Werkpreisangebot im Wettbewerb: Fr. 26,8 Mio.
Geschossfläche: 6828 m² (oberirdisch)
Publizieren wider Bauherrenwillen
Warum dürfen Architekten ihre Gebäude nicht grundsätzlich publizieren?
Regula Bähler: Die Vertragsfreiheit erlaubt, diesen Aspekt unterschiedlich zu gestalten. Bei einem Werk oder Teilen davon, die sich vom Banalen abheben, entsteht das Urheberrecht zunächst bei den Architekten. Als Werk gelten dabei nebst dem gebauten Haus auch Skizzen, Entwürfe oder Pläne, sofern sie individuellen Charakter haben. Oft räumen die Architekten dem Bauherrn Nutzungsrechte ein, meist in einem schriftlichen Vertrag. Auf diese Weise sind sämtliche Teilnutzungsrechte übertragbar, auch das Recht, ein Gebäude zu verändern oder eben Abbildungen oder Pläne zu veröffentlichen. In der Praxis passiert das fast immer, denn die SIA-Normen sehen eine Publikation nur mit der ausdrücklichen Zustimmung des Bauherrn vor. Das müsste freilich nicht so sein.
Darf man Pläne und Bilder veröffentlichen, auch wenn der Bauherr die Zustimmung verweigert?

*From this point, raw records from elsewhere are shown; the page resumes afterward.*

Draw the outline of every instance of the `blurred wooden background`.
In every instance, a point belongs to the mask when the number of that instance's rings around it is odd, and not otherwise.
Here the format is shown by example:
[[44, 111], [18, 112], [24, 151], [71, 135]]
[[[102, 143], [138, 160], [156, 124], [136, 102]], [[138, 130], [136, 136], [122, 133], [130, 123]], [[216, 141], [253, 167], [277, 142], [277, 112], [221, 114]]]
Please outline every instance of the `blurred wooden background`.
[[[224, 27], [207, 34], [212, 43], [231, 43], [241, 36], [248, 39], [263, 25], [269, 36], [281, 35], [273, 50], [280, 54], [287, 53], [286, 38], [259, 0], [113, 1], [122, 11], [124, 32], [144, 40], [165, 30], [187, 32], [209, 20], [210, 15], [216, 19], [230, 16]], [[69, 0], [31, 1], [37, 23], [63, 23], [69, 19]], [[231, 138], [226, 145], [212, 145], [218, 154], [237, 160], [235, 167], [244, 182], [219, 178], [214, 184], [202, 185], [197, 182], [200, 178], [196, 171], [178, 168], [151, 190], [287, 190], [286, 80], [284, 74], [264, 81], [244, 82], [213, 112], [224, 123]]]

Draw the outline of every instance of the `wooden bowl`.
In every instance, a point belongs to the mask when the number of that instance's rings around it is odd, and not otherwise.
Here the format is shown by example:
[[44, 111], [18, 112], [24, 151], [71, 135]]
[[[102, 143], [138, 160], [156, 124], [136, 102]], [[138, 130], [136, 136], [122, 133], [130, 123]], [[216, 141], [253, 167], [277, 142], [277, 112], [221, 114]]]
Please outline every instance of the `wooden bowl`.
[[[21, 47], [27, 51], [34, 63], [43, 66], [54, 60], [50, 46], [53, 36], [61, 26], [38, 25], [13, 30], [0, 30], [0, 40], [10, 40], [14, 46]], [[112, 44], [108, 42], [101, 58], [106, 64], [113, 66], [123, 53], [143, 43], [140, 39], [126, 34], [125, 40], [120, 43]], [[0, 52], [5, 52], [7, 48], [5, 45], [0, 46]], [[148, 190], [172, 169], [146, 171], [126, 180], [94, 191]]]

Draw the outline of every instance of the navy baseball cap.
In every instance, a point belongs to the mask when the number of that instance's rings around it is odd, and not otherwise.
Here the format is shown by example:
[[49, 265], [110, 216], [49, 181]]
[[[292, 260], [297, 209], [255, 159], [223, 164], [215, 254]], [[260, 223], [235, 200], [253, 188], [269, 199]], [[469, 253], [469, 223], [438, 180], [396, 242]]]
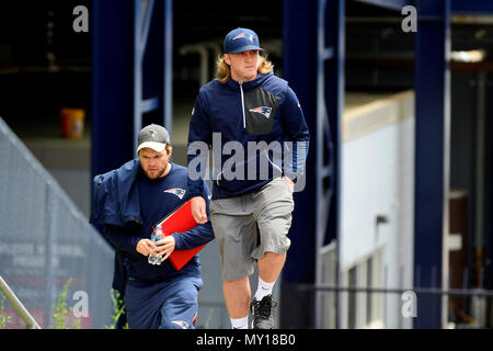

Kurz gesagt: Nein, aber. Pläne telquel abzudrucken oder ins Internet zu stellen, ist in diesem Fall eine urheberrechtlich verbotene Vervielfältigung. Es bleibt aber erlaubt, sich inspirieren zu lassen. Dabei gilt die Faustregel, dass das Original nicht durchscheinen darf. Bei Grundrissprinzipien und geometrischen Formen genügt schon ein verhältnismässig kleiner Abstand. Das Mittel der Darstellung spielt keine Rolle. Bezüglich Bildern sind Innenaufnahmen ohne Einwilligung tabu, denn sie betreffen die Privatsphäre. Bei Aussenaufnahmen gilt die Panorama- oder Strassenfreiheit. Gebäude, die vom allgemein zugänglichen Grund aus sichtbar sind, darf man ablichten, aber ohne Hilfsmittel wie Leiter oder Drohne. Gewähren die Aufnahmen Einblicke in das Gebäudeinnere, darf nichts Erkennbares auf bestimmte Personen schliessen lassen. ●
Regula Bähler (64) ist Rechtsanwältin in Zürich. Sie unterrichtet Medien-, Kunst- und Kommunikationsrecht. Bis 2012 war sie Vizepräsidentin der Unabhängigen Beschwerdeinstanz für Radio und Fernsehen, davor Geschäftsführerin bei Suisseculture sowie freie Journalistin und Filmrealisatorin.